Medikamenten und ihr Verfallsdatum

336969_Dr  Klaus-Uwe Gerhardt_pixelioÜber die Zeit häufen sich Hustensaft, Kopfschmerztabletten und viele weitere Medikamente im Haushalt an. Doch wie lange kann man die Medikamente unbedenklich verwenden?
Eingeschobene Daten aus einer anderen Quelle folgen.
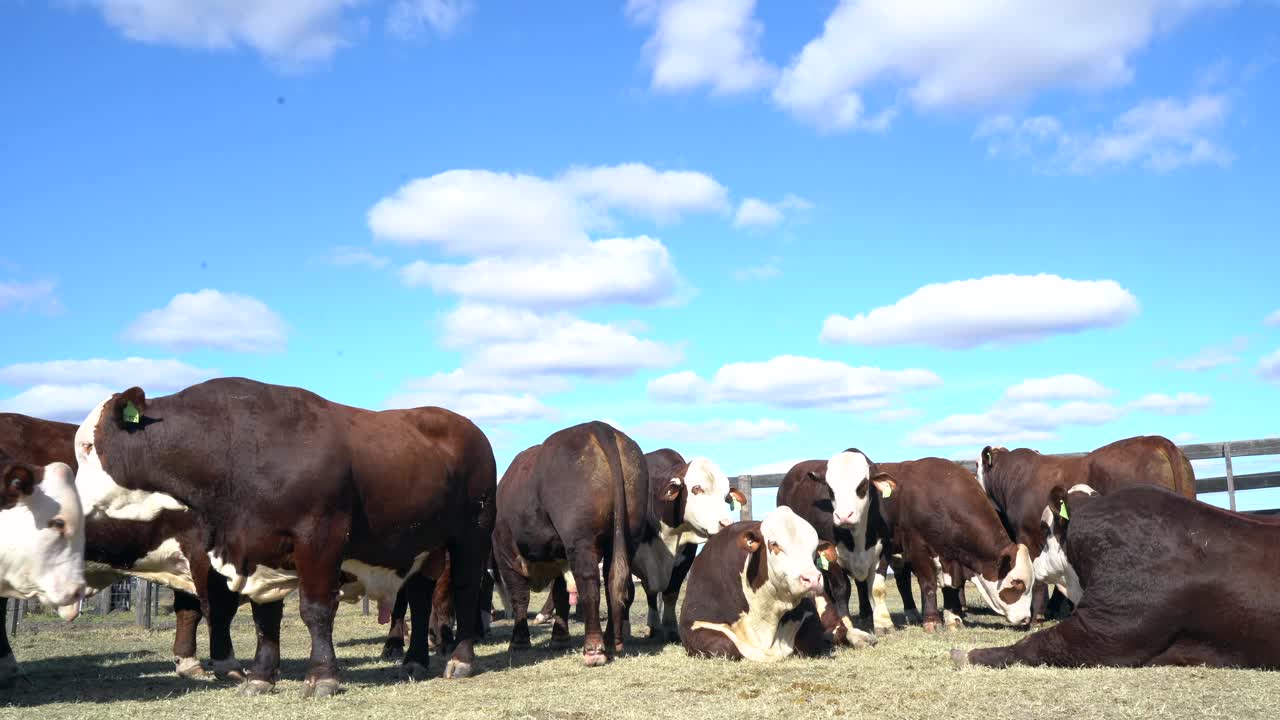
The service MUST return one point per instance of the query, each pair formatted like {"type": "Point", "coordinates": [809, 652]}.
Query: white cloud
{"type": "Point", "coordinates": [350, 256]}
{"type": "Point", "coordinates": [996, 309]}
{"type": "Point", "coordinates": [636, 270]}
{"type": "Point", "coordinates": [713, 431]}
{"type": "Point", "coordinates": [407, 17]}
{"type": "Point", "coordinates": [684, 386]}
{"type": "Point", "coordinates": [27, 296]}
{"type": "Point", "coordinates": [211, 319]}
{"type": "Point", "coordinates": [293, 32]}
{"type": "Point", "coordinates": [160, 376]}
{"type": "Point", "coordinates": [965, 54]}
{"type": "Point", "coordinates": [1059, 387]}
{"type": "Point", "coordinates": [1162, 135]}
{"type": "Point", "coordinates": [703, 44]}
{"type": "Point", "coordinates": [1180, 404]}
{"type": "Point", "coordinates": [755, 213]}
{"type": "Point", "coordinates": [790, 381]}
{"type": "Point", "coordinates": [1269, 368]}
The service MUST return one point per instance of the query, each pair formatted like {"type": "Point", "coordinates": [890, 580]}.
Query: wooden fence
{"type": "Point", "coordinates": [1229, 483]}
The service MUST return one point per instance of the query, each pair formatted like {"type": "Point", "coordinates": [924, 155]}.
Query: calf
{"type": "Point", "coordinates": [1019, 482]}
{"type": "Point", "coordinates": [296, 492]}
{"type": "Point", "coordinates": [945, 528]}
{"type": "Point", "coordinates": [574, 500]}
{"type": "Point", "coordinates": [750, 591]}
{"type": "Point", "coordinates": [688, 504]}
{"type": "Point", "coordinates": [1164, 580]}
{"type": "Point", "coordinates": [42, 554]}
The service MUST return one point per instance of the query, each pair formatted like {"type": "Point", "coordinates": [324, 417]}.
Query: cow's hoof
{"type": "Point", "coordinates": [393, 652]}
{"type": "Point", "coordinates": [414, 671]}
{"type": "Point", "coordinates": [229, 670]}
{"type": "Point", "coordinates": [254, 688]}
{"type": "Point", "coordinates": [457, 669]}
{"type": "Point", "coordinates": [188, 668]}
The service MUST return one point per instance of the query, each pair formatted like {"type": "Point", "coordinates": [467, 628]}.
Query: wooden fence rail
{"type": "Point", "coordinates": [1229, 483]}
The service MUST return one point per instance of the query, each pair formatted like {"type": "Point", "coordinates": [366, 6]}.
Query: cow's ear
{"type": "Point", "coordinates": [128, 408]}
{"type": "Point", "coordinates": [672, 490]}
{"type": "Point", "coordinates": [19, 482]}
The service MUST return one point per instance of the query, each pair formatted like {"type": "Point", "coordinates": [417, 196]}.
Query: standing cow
{"type": "Point", "coordinates": [577, 499]}
{"type": "Point", "coordinates": [296, 492]}
{"type": "Point", "coordinates": [42, 548]}
{"type": "Point", "coordinates": [1019, 482]}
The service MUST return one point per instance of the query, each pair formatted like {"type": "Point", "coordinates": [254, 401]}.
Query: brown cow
{"type": "Point", "coordinates": [1019, 482]}
{"type": "Point", "coordinates": [579, 497]}
{"type": "Point", "coordinates": [750, 591]}
{"type": "Point", "coordinates": [1166, 580]}
{"type": "Point", "coordinates": [296, 492]}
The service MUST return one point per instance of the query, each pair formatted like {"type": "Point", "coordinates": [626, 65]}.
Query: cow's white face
{"type": "Point", "coordinates": [849, 477]}
{"type": "Point", "coordinates": [99, 491]}
{"type": "Point", "coordinates": [1011, 596]}
{"type": "Point", "coordinates": [42, 554]}
{"type": "Point", "coordinates": [790, 548]}
{"type": "Point", "coordinates": [707, 497]}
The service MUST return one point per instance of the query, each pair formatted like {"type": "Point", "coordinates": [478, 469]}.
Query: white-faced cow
{"type": "Point", "coordinates": [752, 591]}
{"type": "Point", "coordinates": [42, 550]}
{"type": "Point", "coordinates": [1161, 580]}
{"type": "Point", "coordinates": [296, 492]}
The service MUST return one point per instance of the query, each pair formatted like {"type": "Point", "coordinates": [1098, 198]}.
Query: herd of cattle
{"type": "Point", "coordinates": [236, 491]}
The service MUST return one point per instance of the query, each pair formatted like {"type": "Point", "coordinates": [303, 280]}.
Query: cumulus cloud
{"type": "Point", "coordinates": [629, 269]}
{"type": "Point", "coordinates": [30, 296]}
{"type": "Point", "coordinates": [1180, 404]}
{"type": "Point", "coordinates": [790, 381]}
{"type": "Point", "coordinates": [211, 319]}
{"type": "Point", "coordinates": [1059, 387]}
{"type": "Point", "coordinates": [696, 44]}
{"type": "Point", "coordinates": [712, 431]}
{"type": "Point", "coordinates": [967, 54]}
{"type": "Point", "coordinates": [1162, 135]}
{"type": "Point", "coordinates": [996, 309]}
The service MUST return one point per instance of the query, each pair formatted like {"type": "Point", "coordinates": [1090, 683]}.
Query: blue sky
{"type": "Point", "coordinates": [753, 231]}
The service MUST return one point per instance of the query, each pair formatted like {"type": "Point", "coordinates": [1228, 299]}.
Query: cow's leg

Fünf Tipps zur Haltbarkeit und Entsorgung alter Präparate hat die Landesapothekerkammer Brandenburg zusammengestellt.

 

Tipp 1: Haltbarkeit bedeutet Haftbarkeit
Das Verfallsdatum auf der Verpackung beruht auf statistischen Daten und gibt an, wie lange der Hersteller maximal für die Wirksamkeit und Verträglichkeit des jeweiligen Mittels haftet.

Tipp 2: Abgelaufene Medikamente bergen Gefahren
Auch wenn Medikamente mit dem Ablauf des Haltbarkeitsdatums nicht sofort unwirksam werden, sollte man sie dennoch nicht mehr verwenden. In einigen Fällen, wie etwa bei manchen Antibiotika oder Codein-Säften, können schädliche Abbauprodukte entstehen. Auch bei Flüssigkeiten wie Nasensprays oder Augentropfen sollten sowohl das Verfallsdatum als auch die Aufbrauchsfrist grundsätzlich beachtet werden. Ist die Packung erst einmal geöffnet, können sich Bakterien und Pilze in wässrigen Flüssigkeiten besonders rasch vermehren und Infektionen auslösen.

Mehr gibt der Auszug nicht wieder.